What Do I Know About First Impressions? Whispers in the Dark Quickstart Rules (5e OGL)

During the d20 boom, there were a lot of RPGs that created d20 versions of multiple genres. Many of these d20 games did not do much to instill a feeling of mastery of the rules from the designers. There wasn’t much of an examination of what genres best utilized a level-based structure, or why some of the rules that existed in the OGL existed, and how they interacted with other rules to produce a specific effect.
I’ve seen a lot of reservations about OGL based RPGs in light of the 5e OGL’s release. While it is 100% true that many genres and styles of games are better served with a different framework than the d20 level based system, I also think that it is true that many people reticent to look at non-fantasy d20 based games produced in the modern era are assuming that designers are producing similar results to the products that came out during the d20 glut.
While it isn’t true of every game I have seen, it definitely seems that many d20 designers have a better grasp of what individual rules elements do within the game, and how they interact with other aspects of the game, than many of the “boom” era games.
With all of that said, today I’m going to look at Whispers in the Dark, a cosmic horror game that utilizes the 5e OGL for its framework. This is a quick start, so I’m approaching this as a “First Impressions” article, rather than a full review.
Disclaimer:
I received a review copy of this quick start to look at, referred to me from a fellow gnome at Gnome Stew from the producers of the product.
Dark Designs
The PDF is 78 pages long, with a faux parchment treatment to the pages. The book has clear headers and chapter layouts, and there is photo-filtered manipulated artwork throughout the book. The cover and a few interior pieces are original pieces as well.
Introduction and Mythos
The introduction explains that this product is meant as an introduction to what might appear in a larger product, explains the difference between investigative horror and heroic fantasy, and includes a link to the 5e basic rules. It also explains what appears in the rest of the product.
The Mythos section briefly touches on the idea that the supernatural in this setting is tied to the Elder Things, Great Old Ones, and Outer Gods, and name drops a few of the best-known names from Lovecraft and related cosmic horror. There is also a paragraph, called out in its own sidebar, discussing the problems with Lovecraft and mentioning that others have contributed to the genre of cosmic horror.
I appreciate this sidebar. It’s not nearly as damning or direct as the disclaimer in Fate of Cthulhu (which I loved), but it’s the bare minimum that I would expect, and I appreciate the added note that others have contributed much to what we think of as cosmic horror, beyond Lovecraft.
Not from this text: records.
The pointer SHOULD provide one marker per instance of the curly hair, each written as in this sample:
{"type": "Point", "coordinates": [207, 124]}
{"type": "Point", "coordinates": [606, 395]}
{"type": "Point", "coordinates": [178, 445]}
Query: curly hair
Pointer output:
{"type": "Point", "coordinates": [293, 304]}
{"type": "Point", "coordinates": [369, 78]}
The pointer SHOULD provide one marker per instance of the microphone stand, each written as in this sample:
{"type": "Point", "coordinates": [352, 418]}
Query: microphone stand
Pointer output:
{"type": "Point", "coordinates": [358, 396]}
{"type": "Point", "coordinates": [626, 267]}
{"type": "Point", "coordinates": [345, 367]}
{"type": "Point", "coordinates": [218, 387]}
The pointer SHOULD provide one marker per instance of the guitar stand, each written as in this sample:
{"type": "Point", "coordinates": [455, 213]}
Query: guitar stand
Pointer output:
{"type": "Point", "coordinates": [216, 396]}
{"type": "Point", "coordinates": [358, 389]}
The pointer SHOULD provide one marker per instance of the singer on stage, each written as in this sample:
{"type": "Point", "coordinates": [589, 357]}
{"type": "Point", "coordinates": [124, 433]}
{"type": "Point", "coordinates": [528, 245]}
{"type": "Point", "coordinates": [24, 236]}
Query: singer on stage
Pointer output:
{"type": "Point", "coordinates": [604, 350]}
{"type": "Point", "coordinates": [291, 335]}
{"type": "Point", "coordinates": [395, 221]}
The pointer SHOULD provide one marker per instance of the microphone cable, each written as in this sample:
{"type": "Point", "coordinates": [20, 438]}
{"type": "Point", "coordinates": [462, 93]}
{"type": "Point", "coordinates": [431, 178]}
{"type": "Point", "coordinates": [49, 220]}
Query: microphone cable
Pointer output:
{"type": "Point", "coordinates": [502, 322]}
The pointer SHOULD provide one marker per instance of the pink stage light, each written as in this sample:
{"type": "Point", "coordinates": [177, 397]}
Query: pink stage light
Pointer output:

Character Creation, Ancestries, Backgrounds, Feats
The next four chapters, taken together, are the guide to putting together a character for the setting. Most of these steps will be familiar to players of Dungeons and Dragons, with one exception. Characters don’t pick a class. All characters get the same progression and benefits from gaining a level.
Ancestry has characters choosing from “common” humans, Lengian humans, or Deep-Blooded humans. I’m not entirely comfortable with this division, and part of it is a legacy of Lovecraft and the connotations found in his works. While none of those ancestries indicate that you will eventually turn into something corrupted and horrible, there is an element of “something alien in the blood, undetected,” that feels uncomfortable from Lovecraft’s overly obsessed fixation on being “pure-blooded.”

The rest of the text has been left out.